I am not going to lie—until I had my own puppy, I never quite understood about the appeal of pets. Don’t get me wrong—I value all living creatures. I even wrote a book about animals (click here). But as cute as puppies are, they are still animals. Did I really want an animal in my home? Not that I am the world’s best housekeeper, but aren’t animals kind of messy/dirty? Was I really willing to have my house turned into a giant kennel and have to deal with poop and pee? 

Nonetheless, once we decided to get a puppy, no matter how hard I found it, I was determined to follow through with my commitment. And as my puppy’s personality started to shine—more on that in an upcoming post—it was interesting to see some genetically programmed behaviours alongside his own unique quirks. 

A little bit of history: miniature Schnauzers were originally bred in Germany to catch rats and act as guard dogs on farms. It was not surprising, therefore, that one of Theo’s typical Schnauzer behaviours is to grab something with his teeth—that could be a blanket, toy, or sock—and shake his head vigorously back and forth as if it were a naughty vermin. 

One of his more recent favourite toys is a small, mouse-sized yarn monkey. When I first introduced it to him, he quickly grabbed it by the leg and trotted back to his “home base” blanket, pawing and jawing it over and over. He has done the same when I first introduced a toy bone, bowtie stuffy, bottle, bully stick, ball, and more. Another behaviour I'm sure that is genetically inborn. 

Bugs, bees, and ants also fascinate Theo. Woe to the bee that buzzes around his quick-snapping jaws! He loves to sniff and nuzzle teeny tiny ants—I think he licks them up (although we try to stop him before he does)! As for crawling insects, Theo will lie in a crouching position and when the time is right, suddenly lunges in attack. To that end, he reminds me of a tiger hunting its prey. 

Then there’s the digging. I don’t have a dirt pile in our backyard, but he has done digging motions on his fleece blankets, our textured couch, and our hardwood floors. Terriers are natural hunting dogs that ancestrally dug for prey and food. 

Like all dogs, Theo experiences 90% of his world through his olfactory and oral senses (nose and mouth). Out in our backyard, he constantly has his face down on the ground exploring around and around. It is hard to tell sometimes, when he stops moving, whether he is giving a particular spot a really good sniff or he’s found something to chew on. We have to watch him all the time!  

Theo has very fast reflexes and is constantly on the alert. This makes him a good guard dog, as did his ancestors. From visually tracking and trying to catch a leaf fluttering in the wind, to making a lightning-fast dive when I accidentally drop a piece of food or paper on the floor, to seizing the opportunity to grab pretty well anything he shouldn’t the minute it comes within range, Theo reacts swiftly and decisively. The drawback is that he is hyper sensitive to sound; even when drowsy he will suddenly sit up if he hears someone at the door. 

Dogs are pack animals, and Theo has clearly shown that he loves to be around others. This week as we started walking him around the block with his new harness—which works much better than using a collar and lead alone—he has enthusiastically greeted everyone we’ve met. He has little experience so far with other dogs, but that will come; we have to keep him “quarantined” still until he is fully immunized against the dreaded parvovirus. 

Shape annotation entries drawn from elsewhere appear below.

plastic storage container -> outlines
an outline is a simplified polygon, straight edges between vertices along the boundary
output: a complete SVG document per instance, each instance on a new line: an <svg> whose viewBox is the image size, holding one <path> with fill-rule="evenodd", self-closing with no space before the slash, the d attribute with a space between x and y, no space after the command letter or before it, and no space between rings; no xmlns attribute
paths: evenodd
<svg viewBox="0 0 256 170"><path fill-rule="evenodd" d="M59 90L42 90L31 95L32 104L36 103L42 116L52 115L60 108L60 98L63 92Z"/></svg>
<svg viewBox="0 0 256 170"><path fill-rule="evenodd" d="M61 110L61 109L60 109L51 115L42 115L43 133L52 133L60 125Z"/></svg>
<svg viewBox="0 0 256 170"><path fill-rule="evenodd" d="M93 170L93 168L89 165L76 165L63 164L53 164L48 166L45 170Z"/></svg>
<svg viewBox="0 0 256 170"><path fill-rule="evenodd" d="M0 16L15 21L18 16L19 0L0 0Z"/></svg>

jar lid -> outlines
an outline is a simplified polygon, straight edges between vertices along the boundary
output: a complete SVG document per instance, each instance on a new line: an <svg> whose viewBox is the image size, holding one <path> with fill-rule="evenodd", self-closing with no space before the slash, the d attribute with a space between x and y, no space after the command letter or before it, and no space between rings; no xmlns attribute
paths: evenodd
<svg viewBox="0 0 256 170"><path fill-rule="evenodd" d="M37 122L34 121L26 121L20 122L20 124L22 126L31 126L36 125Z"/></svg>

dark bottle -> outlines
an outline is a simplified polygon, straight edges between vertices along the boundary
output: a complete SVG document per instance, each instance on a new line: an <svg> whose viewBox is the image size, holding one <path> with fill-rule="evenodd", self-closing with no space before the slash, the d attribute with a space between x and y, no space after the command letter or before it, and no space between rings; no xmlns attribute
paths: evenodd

The drawback with his sociability is that he can be very vocal if I leave him alone for more than a few minutes. This makes it hard to get any work done including housework and anything to do with my professional work. He is usually pretty good at amusing himself if, say, my husband and I are both in the kitchen making lunch or supper, or cleaning—that is, until he gets underfoot or starts nipping at our heels and toes to get our attention!   

Dogs are “den” animals. Theo crates really well (stays by himself for two two-hour periods a day and overnight in a wire crate darkened by another blanket draped over it). I am grateful to get this reprieve during the daytime to at least try to get SOME work done! 

But my favourite natural instinct of Theo’s is that not only does he acknowledge me as “master,” he sees me as “protector” and “mother” too. When contractors were dropping packages of new roofing tiles for a renovation on our roof, Theo was startled with each thud. I got down on all fours and he came and sat under the shelter of my “wings” (Psalm 17:8). I think it was a breakthrough moment for me to know that he trusted me to love and protect him.